Remember when Adam Neumann, the CEO of WeWork, pronounced that his startup was going to “elevate the world’s consciousness” versus what the company really did, which was renting desks? There’s a term for that: “Yogababble.”
Yogababble is an attempt to smear Vaseline over the lens of truth, and often used by entrepreneurs to make their company, brand or products appear more compelling than they actually are. It enables founders to fog over the difference between truth and illusion and has become a viable formula for cheap capital — using visionary language to tickle our tribal senses and distract the public from the cold truth of numbers.
Case in point? Elon Musk. In April of 2019, Musk said Tesla would have more than 1 million robotaxis capable of driving themselves in 2020. The number of these cars on the road in early 2022? You guessed it: zero. (Tesla has rolled out a suite of driver-assist features, but the cars aren’t fully autonomous yet. It hopes the features will eventually enable the cars to drive themselves.)
Yogababble statements aren’t just the errant missives of CEOs with God syndrome — it’s often codified into a company’s culture. At best, a company’s mission statement describes the purpose and value of its product in a clear, concise manner. However increasingly, these statements massively exaggerate the cosmic relevance of a firm, obscuring its actual product and means of generating revenue.
Here’s another example: Peloton says it sells happiness — no, it sells exercise equipment. However, selling happiness is sexier, attracting cheap capital and a cult-like fascination with the brand that led to a valuation of $50 billion.

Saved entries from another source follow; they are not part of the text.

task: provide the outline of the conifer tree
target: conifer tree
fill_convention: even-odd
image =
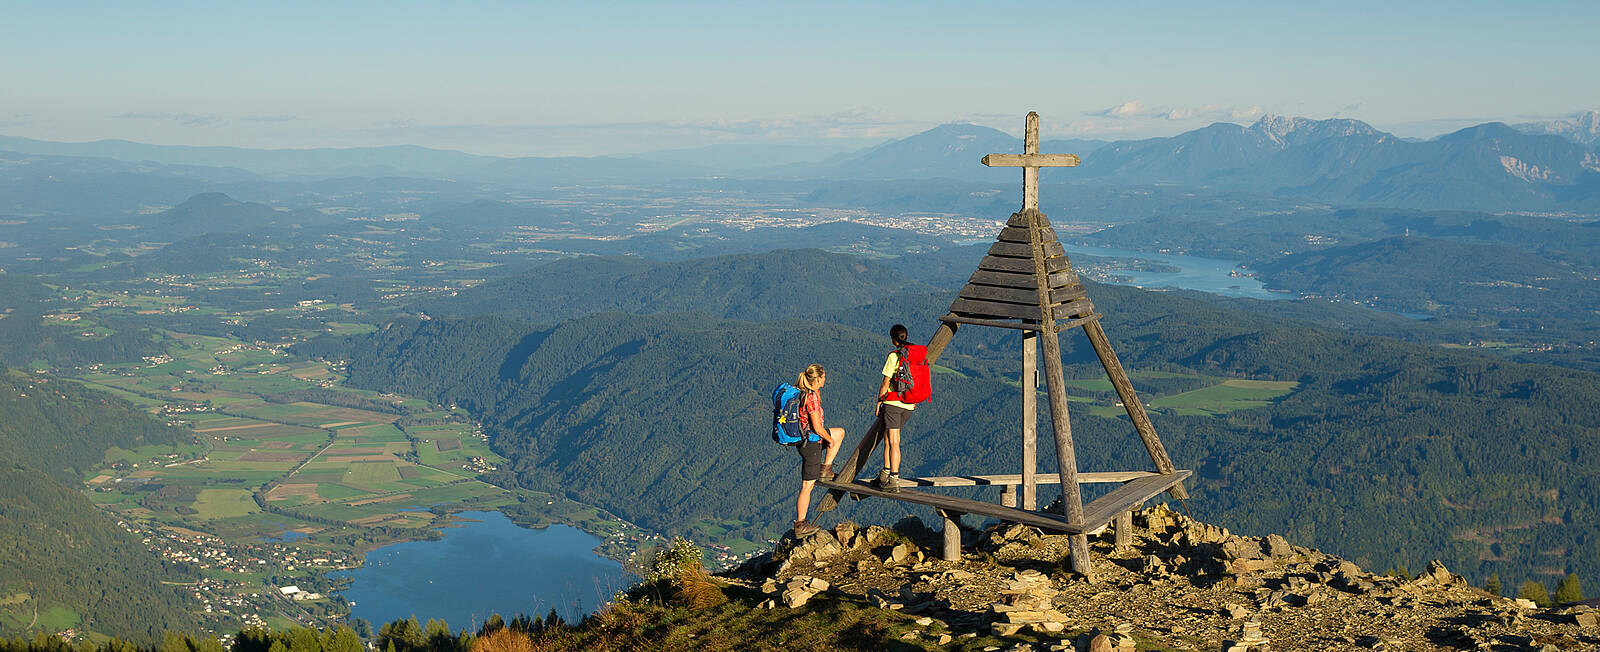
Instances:
[[[1555,600],[1557,604],[1577,602],[1583,599],[1583,587],[1578,585],[1578,574],[1567,573],[1561,583],[1556,585]]]
[[[1483,590],[1488,591],[1489,595],[1503,595],[1505,587],[1500,585],[1500,574],[1490,573],[1489,579],[1483,581]]]
[[[1532,600],[1541,607],[1550,606],[1550,590],[1544,588],[1544,582],[1528,580],[1517,587],[1517,597]]]

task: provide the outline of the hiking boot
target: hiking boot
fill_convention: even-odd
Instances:
[[[821,480],[823,482],[833,482],[833,479],[835,477],[837,477],[837,476],[835,476],[834,473],[833,473],[833,465],[832,464],[824,464],[824,465],[822,465],[822,474],[817,476],[817,479]]]
[[[900,493],[900,474],[899,473],[890,473],[889,474],[889,486],[884,487],[883,490],[887,491],[889,493],[892,493],[892,494]]]
[[[822,528],[812,525],[810,521],[807,521],[803,518],[794,522],[794,535],[796,537],[803,537],[807,534],[811,534],[812,532],[820,531],[821,529]]]
[[[895,482],[890,479],[890,477],[889,477],[889,469],[884,469],[882,471],[879,471],[878,472],[878,479],[874,480],[873,482],[874,482],[874,484],[878,485],[879,489],[882,489],[884,491],[895,491],[895,490],[899,489],[899,486],[897,486],[895,484]]]

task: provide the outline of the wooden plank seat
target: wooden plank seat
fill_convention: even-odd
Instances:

Today, the market capitalization is roughly $9 billion and likely would fall further if not for recent speculation the firm may be acquired, looking for the attention of influential wealthy people, whether they’re happy or not.
Let’s be clear, “entrepreneur” is a synonym for “salesperson,” and “salesperson” is the pedestrian term for “storyteller.” We entrepreneurs are all impostors who must deploy a fiction or story that captures imaginations and capital to pull the future forward and turn rhyme into reason.
No business I have started, at the moment of inception, made any sense — until it did. (Or didn’t.) This is not the same as lying. There’s a real distinction between an entrepreneur and a liar: Entrepreneurs believe their story will come true, while fraudsters know they are lying and plan to hit the exit before the reality is revealed.
Said differently, Elizabeth Holmes might have been one funding round away from being at Davos versus in a jail cell. The line is thin. Holmes lied and raised $945 million from investors and is headed to prison. Neumann exaggerated, raised billions from investors and was forced out of the company, but he walked away with millions of dollars.